‘L’amiral cherche une maison à louer,’ William Kentridge’s tapestry, can be admired in the Alfred Escher Street entrance. Photo: Stephan Birrer

The absurd, “with its rupture of rationality – of conventional ways of seeing … is in fact an accurate and productive way of understanding the world… .” Recall these words of William Kentridge as you admire his great tapestry in Zurich’s main entrance hall. Coveted by collectors, his tapestries, drawings, sculptures, animated films, even stage sets, seem at first to defy logic. But look a little longer and they begin to make sense. His tapestry in Quai Zurich Campus is three meters high and eight meters wide, and one of six site-specific works commissioned on the property. It dominates the wall at the end of an 80-meter long corridor.
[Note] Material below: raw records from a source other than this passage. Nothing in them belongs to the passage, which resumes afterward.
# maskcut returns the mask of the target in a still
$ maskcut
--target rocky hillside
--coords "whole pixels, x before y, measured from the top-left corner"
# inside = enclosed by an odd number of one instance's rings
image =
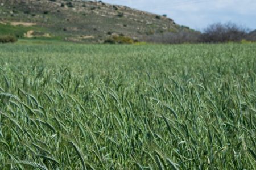
[[[104,42],[113,35],[139,41],[189,30],[167,17],[101,1],[81,0],[0,0],[0,26],[5,28],[1,31],[0,27],[0,33],[21,29],[27,37],[90,42]]]

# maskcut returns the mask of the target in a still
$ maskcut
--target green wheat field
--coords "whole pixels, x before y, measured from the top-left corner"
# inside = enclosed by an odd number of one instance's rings
[[[0,44],[1,169],[255,169],[255,115],[256,44]]]

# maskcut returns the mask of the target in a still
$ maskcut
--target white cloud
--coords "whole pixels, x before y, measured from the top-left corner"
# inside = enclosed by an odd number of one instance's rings
[[[216,22],[232,21],[256,29],[255,0],[105,0],[158,14],[201,29]]]

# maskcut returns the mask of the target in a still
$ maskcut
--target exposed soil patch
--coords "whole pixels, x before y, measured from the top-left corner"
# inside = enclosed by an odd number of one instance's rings
[[[31,27],[36,25],[36,23],[35,23],[16,22],[11,22],[10,24],[13,26],[22,26],[24,27]]]

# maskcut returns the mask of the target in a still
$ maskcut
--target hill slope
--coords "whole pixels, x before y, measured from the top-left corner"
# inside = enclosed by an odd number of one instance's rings
[[[113,33],[141,40],[154,34],[188,29],[170,18],[101,1],[0,0],[0,5],[2,27],[20,27],[28,37],[101,42]]]

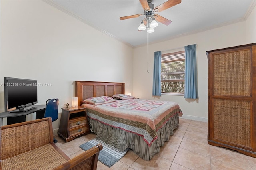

Entitled ‘L’amiral cherche une maison à louer’ (The Admiral seeks a house to rent), it takes its name from a Dadaist song poem performed in the infamous Cabaret Voltaire in Zurich in 1916. When the work was first created, civilized society was still reeling from the mechanized brutality of World War I. The premiere must have been impressive. It included people on stage reciting, singing, and banging drums. Kentridge’s works often feature collages. To produce his tapestries, he relies on the Marguerite Stephens Tapestry Studio outside Johannesburg. The production team for Zurich’s enormous tapestry required 18 people, including the weavers. All were female except for a few male goats that provided the mohair. The weaving studio recreates Kentridge’s collages on a vast scale, right down to the texture of torn paper and pins. Stand back and admire the tapestry. Imagine it’s a procession, a picnic of the Dadaists. Go with them. They’re waiting for you. If you listen, they might speak to you. Be open to their message, listen with your senses, and respond with your heart.